Know your numbers!! Know your weight, body mass index (BMI), cholesterol levels, sugar level, blood pressure. These numbers are truly your password codes for living longer!
- Weight: Most American and European guidelines recommend keeping your BMI less than 25. In the case of Indians, I would urge for 23. In fact, now the American Heart Association is asking for a BMI of 23 in case of South Asians in the US and screen for Diabetes if BMI is more than 23.
- Diabetes: Know your blood sugar/HbA1C: HbA1C is a marker of glucose balance and glucose levels for 3 months prior to the testing. Most guidelines recommend keeping it between 6-7. For Indians, I would urge for 6 or lower knowing that India is now the diabetic capital of the world!
- Blood Pressure: Mostly recommended now to keep in around 120-130/80. I would highly recommend for the upper number to be between 100-110 if there are no symptoms of dizziness or lightheadedness. If these symptoms develop, one can try to keep the upper numbers between 120-130.
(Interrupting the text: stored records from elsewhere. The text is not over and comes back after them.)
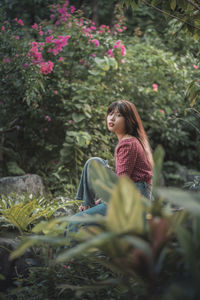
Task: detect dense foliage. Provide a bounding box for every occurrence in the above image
[0,0,200,300]
[0,2,199,197]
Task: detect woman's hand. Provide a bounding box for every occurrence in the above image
[95,199,101,205]
[79,205,89,211]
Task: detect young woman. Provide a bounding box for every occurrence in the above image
[73,100,153,216]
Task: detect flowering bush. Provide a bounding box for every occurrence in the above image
[0,1,125,192]
[0,1,198,190]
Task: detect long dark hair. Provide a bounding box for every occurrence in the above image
[106,100,153,168]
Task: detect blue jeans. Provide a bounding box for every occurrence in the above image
[69,157,151,231]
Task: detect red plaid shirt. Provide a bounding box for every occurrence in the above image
[115,137,153,184]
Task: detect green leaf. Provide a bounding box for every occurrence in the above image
[10,239,37,259]
[72,113,85,123]
[155,187,200,216]
[56,232,115,262]
[122,235,152,259]
[106,176,147,234]
[170,0,176,10]
[7,161,25,175]
[153,146,165,186]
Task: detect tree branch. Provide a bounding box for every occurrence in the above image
[142,0,200,30]
[186,0,200,11]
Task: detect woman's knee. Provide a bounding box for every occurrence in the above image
[85,157,107,166]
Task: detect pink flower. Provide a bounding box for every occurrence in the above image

- Cholesterol: Keep your total cholesterol below 140 and bad cholesterol (called LDL) below 70 if no known heart conditions. In fact, if there is known heart disease, heart attacks or stenting, then LDL can be kept much lower than that.
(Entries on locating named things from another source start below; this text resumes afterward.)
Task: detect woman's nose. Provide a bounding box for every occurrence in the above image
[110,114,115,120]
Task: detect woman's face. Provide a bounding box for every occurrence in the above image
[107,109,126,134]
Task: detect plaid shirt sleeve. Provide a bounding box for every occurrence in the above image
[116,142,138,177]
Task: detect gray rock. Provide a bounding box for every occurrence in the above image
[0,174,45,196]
- Medications for diabetes, blood pressure and high cholesterol are truly lifesavers. It is beyond my comprehension that someone tries to find reasons not to take care of these conditions and not take optimal medications for these diseases.
- People who are non-smokers and without diabetes and keep their cholesterol and blood pressure under control live on an average 14 years longer than people with 2 or more of those risk factors. So why would you not do that?
- Exercise: A recent study has shown that a brisk 30-minute walk 5 times a week can add 12-14 years to your life. So why would you not do that?
- I did not talk about smoking, alcohol, or diet here. Possibly in the next article, we can discuss the prevention and treatment of heart attacks.
However, just remember for now as someone has said, “Eat to live and not live to eat” On one hand, Bollywood families and the younger generation Indians are becoming much more aware of diet, food, weight, exercise etc, however, on the other hand, they are also getting more involved in drinking alcohol, eating too much junk food, fast food, overweight and obesity leading to high blood pressure, high cholesterol, metabolic syndrome, pre-diabetes and diabetes when we are fully aware that India is the diabetic capital of the world!
- Visiting a doctor: I honestly urge all of you to see your doctor regularly. Do not be ashamed and do not be sceptical of seeing your doctor. Be aggressive with your numbers that I described above.
Keep all of them as low as possible. If you end up having heart disease, heart attack or stent, you have to be even much more aggressive with those numbers. If any symptoms suggestive of heart problems arise, do not ignore/hide them, speak to your doctor/cardiologist right away and plan for a stress test or other tests as recommended.
- I do have a personal experience of 25 years as a cardiologist and do have my own experience related to heart health. Moreover, I have recent experience with my mother (I used to call her Amma) who lived with my youngest brother in Philadelphia, USA. She had a massive heart attack one night. The paramedics (911) were there within 3 minutes. She was in the hospital within 10 minutes. She was improving somewhat before she collapsed and passed out while her doctor was examining her.
In spite of all the best efforts, she could not be saved. She was put on various medications, drips, ventilator etc., finally, I gave DNR (Do Not Resuscitate) orders and she passed away soon on my birthday, in less than 24 hours since her first symptoms (I am mentioning this not for personal condolences but merely to emphasize the purpose of this article).
I am okay with the fact that she passed away peacefully at the age of 84, however, I am not okay with the reality that she never had any symptoms before this and the cardiologist did not get a chance to do further tests to fix her heart!